The stock has an RS Rating of 28. The megacap e-commerce, retail and tech firm had been trading below its 50-day moving line since its 20-for-1 split went into effect on June 6 but broke above the line on Friday.
Alphabet's 20-for-1 stock split may not have done much for the stock yet. However, if the stock enters the Dow Jones Industrial Average as a result of the split, it could drive the stock price higher.
Alphabet's ad revenues continue to account for most of the company's profits since its cloud computing lags more robust offerings by Amazon and Microsoft. In Q1, search and cloud revenues did well but significantly lower ad revenues from YouTube due to inflationary pressures drove the stock down.
GOOGL is trying to bottom out and trades 29% off a 52-week peak of 151.55. A number of other tech stocks in IBD's Long-Term Leaders are performing better in terms of trading closer to their all-time and 52-week highs.
Alphabet missed earnings estimates of $1.28 per share last quarter by $0.05. Current estimates are also $1.28.
Shares are still trading below the 50-day moving average line and show an unhealthy Relative Strength Rating of 40.
More Tech Stocks To Watch: Microsoft In A Big Base
Microsoft's entry into Metaverse with its Mesh platform, its portfolio of productivity applications and diversification into cloud services through Azure helped it report record earnings last quarter. And they will likely help the company weather whatever comes next. Coming off a strong quarter with both revenue and earnings beats, the company is expected to post earnings of $2.28 per share for the current quarter.
MSFT has fallen below its 50-day moving average and has an RS rating of 55.
Top tech stocks tend to trade well above their 50-day lines and lead them higher ahead of a possible breakout.
Facebook-parent Meta Platforms, lowered its Q2 revenue forecasts to $28-$30 billion after a Q1 revenues miss, though it beat earnings estimates with $2.72 EPS against estimates of $2.50. Revenues from its ecosystem of apps dominate the business though the company is making forays into the metaverse — the integration of 3D, virtual and augmented reality that will impact how we socialize, work and play.
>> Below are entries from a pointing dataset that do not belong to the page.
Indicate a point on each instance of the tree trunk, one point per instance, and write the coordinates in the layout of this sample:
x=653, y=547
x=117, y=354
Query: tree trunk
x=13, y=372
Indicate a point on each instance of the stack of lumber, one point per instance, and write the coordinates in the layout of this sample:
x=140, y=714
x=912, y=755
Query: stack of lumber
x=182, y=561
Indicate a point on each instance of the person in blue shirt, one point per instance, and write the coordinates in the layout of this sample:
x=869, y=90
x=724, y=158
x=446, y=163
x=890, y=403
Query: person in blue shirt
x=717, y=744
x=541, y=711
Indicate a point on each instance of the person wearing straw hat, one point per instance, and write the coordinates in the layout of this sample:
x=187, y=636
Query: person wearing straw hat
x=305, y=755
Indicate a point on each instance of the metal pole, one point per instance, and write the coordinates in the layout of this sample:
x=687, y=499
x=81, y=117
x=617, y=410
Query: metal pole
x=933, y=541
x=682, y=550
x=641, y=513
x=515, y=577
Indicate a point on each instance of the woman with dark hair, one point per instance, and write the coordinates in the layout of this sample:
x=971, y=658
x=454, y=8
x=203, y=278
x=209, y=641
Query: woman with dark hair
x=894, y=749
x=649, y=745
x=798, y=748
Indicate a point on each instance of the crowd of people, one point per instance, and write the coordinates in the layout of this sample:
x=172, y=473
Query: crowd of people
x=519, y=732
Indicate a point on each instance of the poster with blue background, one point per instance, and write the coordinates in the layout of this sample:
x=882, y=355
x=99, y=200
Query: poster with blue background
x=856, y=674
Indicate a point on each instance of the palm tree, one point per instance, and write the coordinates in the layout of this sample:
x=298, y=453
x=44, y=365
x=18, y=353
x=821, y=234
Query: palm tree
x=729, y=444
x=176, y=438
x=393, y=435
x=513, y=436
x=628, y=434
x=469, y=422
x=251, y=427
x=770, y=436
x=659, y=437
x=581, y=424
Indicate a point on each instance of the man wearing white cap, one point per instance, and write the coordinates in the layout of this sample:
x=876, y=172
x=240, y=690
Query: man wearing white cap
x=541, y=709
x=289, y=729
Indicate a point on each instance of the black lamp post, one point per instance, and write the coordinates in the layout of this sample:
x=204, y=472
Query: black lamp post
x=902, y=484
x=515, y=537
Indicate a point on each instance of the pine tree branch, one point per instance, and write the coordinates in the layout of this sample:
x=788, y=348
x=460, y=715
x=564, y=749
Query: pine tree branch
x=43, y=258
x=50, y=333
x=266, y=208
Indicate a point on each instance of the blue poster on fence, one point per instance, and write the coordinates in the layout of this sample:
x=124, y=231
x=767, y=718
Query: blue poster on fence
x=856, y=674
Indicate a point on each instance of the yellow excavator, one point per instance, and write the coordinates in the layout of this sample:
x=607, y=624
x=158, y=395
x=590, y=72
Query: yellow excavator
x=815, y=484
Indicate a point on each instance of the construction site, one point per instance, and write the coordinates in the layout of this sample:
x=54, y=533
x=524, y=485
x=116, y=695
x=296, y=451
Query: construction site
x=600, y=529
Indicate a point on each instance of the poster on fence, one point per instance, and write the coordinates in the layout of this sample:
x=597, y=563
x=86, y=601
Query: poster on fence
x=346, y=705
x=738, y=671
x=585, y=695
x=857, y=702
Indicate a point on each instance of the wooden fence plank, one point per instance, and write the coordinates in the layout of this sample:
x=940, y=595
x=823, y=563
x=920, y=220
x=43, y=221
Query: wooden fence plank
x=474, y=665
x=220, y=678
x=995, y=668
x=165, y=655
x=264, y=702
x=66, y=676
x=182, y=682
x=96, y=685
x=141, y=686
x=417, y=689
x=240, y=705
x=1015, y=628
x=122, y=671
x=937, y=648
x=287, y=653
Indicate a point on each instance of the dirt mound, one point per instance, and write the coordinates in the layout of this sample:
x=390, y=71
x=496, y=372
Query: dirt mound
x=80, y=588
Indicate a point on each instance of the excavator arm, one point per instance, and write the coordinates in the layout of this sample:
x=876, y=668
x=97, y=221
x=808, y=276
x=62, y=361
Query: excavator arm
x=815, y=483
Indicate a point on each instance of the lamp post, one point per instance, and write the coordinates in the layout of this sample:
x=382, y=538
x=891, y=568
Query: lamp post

META is trading below its 50-day moving average and has an RS rating of 17.
Energy Leaders Profit On Oil Rise
Outside tech stocks, oil and gas plays still deserve attention.
Inflationary pressures that drove oil above $100 a barrel during the quarter, and improving demand as the economy opened up, are widely anticipated to boost Q2 earnings. However, declining crude oil prices now will likely impact future earnings in the energy sector.
Exxon missed estimates with $2.07 earnings per share against estimates of $2.25 last quarter. Current quarter EPS estimates for the Texas-based oil giant stand at $3.53. Shares are trading above their 200-day line and below their 50-day line.
The stock has a Relative Strength Rating of 97.
Chevron reported lower earnings of $3.36 per share against estimates of $3.44. Current estimates for Q2 call for $5.01. Falling crude oil prices may result in weaker outlook.
The stock broke above its 200-day line during last week's rally and has an RS rating of 94.